This is a kind of pop social science book (or more so a pop public health book) written by a medical researcher and doctor breaking down data, conducting interviews, and and analyzing political and health trends in a few areas of the US. The wider focus of the book is the ways in which entrenched whiteness creates not only health crises for non-white people, but also especially for white people, especially for those who, as we often say, “vote against their own interests,” or how I would suggest it, prioritize whiteness as their leading interest.

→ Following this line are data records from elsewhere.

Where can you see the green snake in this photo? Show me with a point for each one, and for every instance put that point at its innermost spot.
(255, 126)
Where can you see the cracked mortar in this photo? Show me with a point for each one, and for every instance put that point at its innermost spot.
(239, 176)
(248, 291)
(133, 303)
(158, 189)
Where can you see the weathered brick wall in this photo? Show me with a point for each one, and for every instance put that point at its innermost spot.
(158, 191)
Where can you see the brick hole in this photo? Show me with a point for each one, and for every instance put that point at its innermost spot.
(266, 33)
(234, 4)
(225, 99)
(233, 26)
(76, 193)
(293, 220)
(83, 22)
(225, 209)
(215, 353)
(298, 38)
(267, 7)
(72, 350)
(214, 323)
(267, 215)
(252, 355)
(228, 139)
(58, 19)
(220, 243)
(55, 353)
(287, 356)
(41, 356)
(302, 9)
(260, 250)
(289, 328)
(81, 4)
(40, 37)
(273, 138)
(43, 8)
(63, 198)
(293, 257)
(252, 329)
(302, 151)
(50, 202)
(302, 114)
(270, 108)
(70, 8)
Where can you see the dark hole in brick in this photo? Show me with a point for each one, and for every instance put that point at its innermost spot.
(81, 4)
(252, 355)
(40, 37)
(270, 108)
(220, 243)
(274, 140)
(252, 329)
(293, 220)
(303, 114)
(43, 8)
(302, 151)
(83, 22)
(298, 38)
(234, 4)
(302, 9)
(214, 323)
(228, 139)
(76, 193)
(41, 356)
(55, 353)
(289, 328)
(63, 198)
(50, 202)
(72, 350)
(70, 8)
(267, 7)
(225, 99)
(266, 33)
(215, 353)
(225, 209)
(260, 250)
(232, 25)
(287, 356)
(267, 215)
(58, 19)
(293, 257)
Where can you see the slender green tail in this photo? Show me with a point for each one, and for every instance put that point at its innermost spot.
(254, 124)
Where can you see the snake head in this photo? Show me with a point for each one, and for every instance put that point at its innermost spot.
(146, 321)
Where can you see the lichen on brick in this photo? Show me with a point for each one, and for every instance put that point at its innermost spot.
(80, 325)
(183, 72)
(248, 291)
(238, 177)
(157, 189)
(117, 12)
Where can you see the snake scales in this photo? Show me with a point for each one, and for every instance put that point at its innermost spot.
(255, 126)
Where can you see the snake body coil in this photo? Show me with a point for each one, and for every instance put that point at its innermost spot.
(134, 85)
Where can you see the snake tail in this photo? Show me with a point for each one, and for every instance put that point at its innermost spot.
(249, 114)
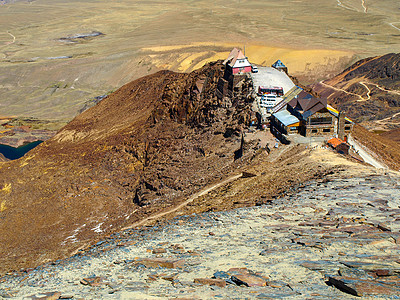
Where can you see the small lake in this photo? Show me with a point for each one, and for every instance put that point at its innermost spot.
(15, 153)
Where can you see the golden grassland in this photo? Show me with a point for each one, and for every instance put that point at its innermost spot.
(46, 77)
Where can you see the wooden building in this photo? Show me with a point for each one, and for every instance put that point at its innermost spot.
(280, 66)
(315, 118)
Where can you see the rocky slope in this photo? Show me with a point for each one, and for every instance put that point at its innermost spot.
(340, 241)
(369, 91)
(142, 149)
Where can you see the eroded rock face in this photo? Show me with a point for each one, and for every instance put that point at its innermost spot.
(141, 149)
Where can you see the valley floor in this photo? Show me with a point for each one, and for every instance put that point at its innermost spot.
(334, 229)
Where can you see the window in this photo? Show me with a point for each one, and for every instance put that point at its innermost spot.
(317, 121)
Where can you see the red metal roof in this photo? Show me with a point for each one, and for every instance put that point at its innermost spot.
(335, 142)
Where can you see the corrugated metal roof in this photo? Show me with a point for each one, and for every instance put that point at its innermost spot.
(335, 142)
(237, 59)
(336, 113)
(285, 117)
(278, 64)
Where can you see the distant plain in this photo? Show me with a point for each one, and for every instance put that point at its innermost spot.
(47, 72)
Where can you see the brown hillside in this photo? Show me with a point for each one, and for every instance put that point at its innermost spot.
(393, 135)
(386, 149)
(140, 150)
(368, 91)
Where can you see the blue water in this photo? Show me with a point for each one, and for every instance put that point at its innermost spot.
(15, 153)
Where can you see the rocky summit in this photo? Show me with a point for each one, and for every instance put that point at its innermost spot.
(167, 188)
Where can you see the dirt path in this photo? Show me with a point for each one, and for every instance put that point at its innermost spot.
(342, 90)
(368, 93)
(365, 155)
(385, 90)
(385, 120)
(189, 200)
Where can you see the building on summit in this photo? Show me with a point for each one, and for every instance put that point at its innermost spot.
(279, 65)
(237, 62)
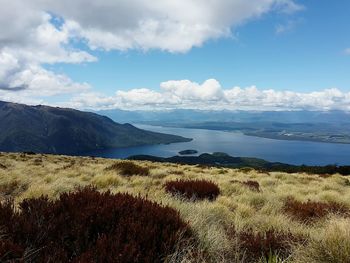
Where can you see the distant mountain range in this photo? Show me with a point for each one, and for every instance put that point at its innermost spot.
(189, 116)
(44, 129)
(219, 159)
(316, 126)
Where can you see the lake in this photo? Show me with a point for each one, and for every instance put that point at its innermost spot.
(238, 144)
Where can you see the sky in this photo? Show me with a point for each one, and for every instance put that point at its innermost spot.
(176, 54)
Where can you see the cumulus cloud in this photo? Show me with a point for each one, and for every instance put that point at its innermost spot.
(39, 32)
(209, 95)
(289, 26)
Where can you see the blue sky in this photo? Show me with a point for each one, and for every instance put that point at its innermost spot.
(279, 54)
(309, 56)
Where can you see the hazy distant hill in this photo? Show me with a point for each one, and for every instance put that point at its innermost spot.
(188, 116)
(67, 131)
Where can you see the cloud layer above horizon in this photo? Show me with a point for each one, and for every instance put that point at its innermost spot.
(209, 95)
(47, 32)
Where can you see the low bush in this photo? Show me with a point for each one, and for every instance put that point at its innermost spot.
(88, 226)
(261, 247)
(127, 168)
(193, 189)
(252, 185)
(310, 211)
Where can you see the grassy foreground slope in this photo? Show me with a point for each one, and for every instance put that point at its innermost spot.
(252, 211)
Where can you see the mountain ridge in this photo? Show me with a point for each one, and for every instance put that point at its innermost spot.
(45, 129)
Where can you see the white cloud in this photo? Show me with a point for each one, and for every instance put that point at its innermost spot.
(171, 25)
(209, 95)
(288, 26)
(32, 38)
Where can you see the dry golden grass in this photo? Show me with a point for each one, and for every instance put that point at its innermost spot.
(327, 239)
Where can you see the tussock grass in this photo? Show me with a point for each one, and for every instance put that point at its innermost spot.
(238, 206)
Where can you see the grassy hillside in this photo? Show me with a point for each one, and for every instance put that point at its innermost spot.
(299, 217)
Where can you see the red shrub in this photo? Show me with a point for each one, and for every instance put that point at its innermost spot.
(310, 210)
(88, 226)
(129, 168)
(195, 189)
(256, 246)
(252, 185)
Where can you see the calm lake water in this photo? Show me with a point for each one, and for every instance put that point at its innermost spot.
(237, 144)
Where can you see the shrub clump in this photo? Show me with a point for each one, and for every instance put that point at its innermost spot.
(88, 226)
(310, 211)
(193, 189)
(252, 185)
(127, 168)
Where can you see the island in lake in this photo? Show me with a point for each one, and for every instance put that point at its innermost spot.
(188, 152)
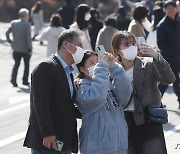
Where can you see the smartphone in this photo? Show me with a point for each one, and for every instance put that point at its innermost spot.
(140, 40)
(59, 145)
(101, 50)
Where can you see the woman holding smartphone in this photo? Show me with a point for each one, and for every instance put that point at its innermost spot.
(145, 74)
(104, 90)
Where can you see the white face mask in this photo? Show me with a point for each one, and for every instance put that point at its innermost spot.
(147, 25)
(78, 55)
(130, 53)
(87, 16)
(91, 70)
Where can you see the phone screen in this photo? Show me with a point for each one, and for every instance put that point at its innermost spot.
(140, 41)
(59, 145)
(101, 50)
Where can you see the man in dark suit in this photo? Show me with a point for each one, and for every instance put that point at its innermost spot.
(21, 44)
(53, 115)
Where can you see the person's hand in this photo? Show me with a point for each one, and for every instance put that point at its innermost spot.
(110, 59)
(30, 53)
(148, 50)
(50, 142)
(77, 83)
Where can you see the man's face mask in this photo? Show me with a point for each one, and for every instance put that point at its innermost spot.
(87, 17)
(130, 53)
(78, 55)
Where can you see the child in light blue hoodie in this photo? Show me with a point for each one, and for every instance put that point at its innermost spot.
(104, 91)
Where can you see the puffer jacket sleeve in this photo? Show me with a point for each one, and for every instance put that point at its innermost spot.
(121, 84)
(91, 96)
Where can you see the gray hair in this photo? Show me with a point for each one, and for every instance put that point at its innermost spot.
(23, 12)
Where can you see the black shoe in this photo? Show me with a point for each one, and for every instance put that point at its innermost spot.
(14, 84)
(26, 83)
(41, 43)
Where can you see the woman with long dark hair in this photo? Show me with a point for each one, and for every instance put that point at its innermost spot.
(104, 90)
(145, 74)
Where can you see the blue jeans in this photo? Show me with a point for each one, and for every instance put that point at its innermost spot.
(33, 151)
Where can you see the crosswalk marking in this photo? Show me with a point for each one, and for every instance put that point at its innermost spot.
(18, 99)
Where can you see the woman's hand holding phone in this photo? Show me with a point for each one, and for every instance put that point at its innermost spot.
(148, 50)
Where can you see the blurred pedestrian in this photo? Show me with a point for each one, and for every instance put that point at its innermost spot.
(67, 14)
(145, 74)
(158, 14)
(140, 21)
(105, 34)
(51, 34)
(52, 123)
(37, 18)
(21, 45)
(168, 40)
(178, 6)
(82, 23)
(101, 99)
(122, 18)
(96, 25)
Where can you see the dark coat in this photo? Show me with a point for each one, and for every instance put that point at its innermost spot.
(146, 76)
(168, 40)
(52, 108)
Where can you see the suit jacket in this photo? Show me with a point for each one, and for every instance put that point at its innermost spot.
(21, 32)
(146, 76)
(52, 108)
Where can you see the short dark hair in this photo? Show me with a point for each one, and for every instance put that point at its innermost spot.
(111, 21)
(169, 3)
(140, 12)
(87, 54)
(55, 20)
(67, 35)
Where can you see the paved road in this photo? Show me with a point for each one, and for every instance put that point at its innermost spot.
(14, 104)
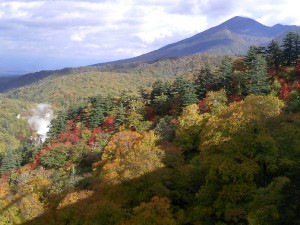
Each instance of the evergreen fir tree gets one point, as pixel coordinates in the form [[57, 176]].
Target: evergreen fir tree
[[204, 81], [290, 48], [274, 54], [257, 80], [226, 74]]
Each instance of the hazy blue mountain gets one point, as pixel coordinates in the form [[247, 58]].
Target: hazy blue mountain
[[234, 36]]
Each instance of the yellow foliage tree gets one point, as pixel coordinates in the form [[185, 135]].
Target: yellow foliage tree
[[129, 155]]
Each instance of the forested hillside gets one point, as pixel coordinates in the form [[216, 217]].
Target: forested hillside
[[214, 144], [62, 88]]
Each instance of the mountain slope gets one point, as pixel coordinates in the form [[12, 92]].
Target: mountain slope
[[234, 36]]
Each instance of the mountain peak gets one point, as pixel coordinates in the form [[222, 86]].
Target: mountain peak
[[245, 26]]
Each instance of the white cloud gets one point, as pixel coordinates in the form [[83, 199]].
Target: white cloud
[[107, 30]]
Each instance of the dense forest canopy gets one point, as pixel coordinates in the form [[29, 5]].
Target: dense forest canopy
[[212, 144]]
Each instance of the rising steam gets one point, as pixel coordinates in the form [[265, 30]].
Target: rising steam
[[42, 114]]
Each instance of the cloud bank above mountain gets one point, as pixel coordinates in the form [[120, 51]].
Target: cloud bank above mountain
[[52, 34]]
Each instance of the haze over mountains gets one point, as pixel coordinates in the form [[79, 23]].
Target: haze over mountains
[[234, 36]]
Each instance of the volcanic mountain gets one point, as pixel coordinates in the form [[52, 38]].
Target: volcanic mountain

The way the book defines this “voting for whiteness” comes in the form of (intense reactionary aversion to) gun control, the refusal to expand Medicare in many states, and using the specter/rationalization of austerity to cut social services and education funding. The first two sections are much more directly tied to choosing whiteness over non-whiteness than the last one, but all three require some sorting out to point out those connections. So for gun control, or the reaction against it, the connections between gun ownership and control of one’s own environment, the open carry, stand your ground, castle doctrine laws, police violence, the fear of Black and Brown bodies, and other similar ideas come into play. The cost, to over simplify, is increased gun deaths, especially from suicide and accidents, in states with less restrictive gun laws. For Medicare expansion, the aversion is broadly two-fold: the fear that minorities will receive public good and that Obama was behind the legislation drives that policy, and the broad results are significant loss of life, calculated in the book, as loss of years of life. The defunding of education and social services primarily is tied to a refusal to allow minorities to benefit from public goods, even when white people are also harmed.
This is one of those books that puts the work into explaining something many people already feel is true, and it’s nice to have some data about it.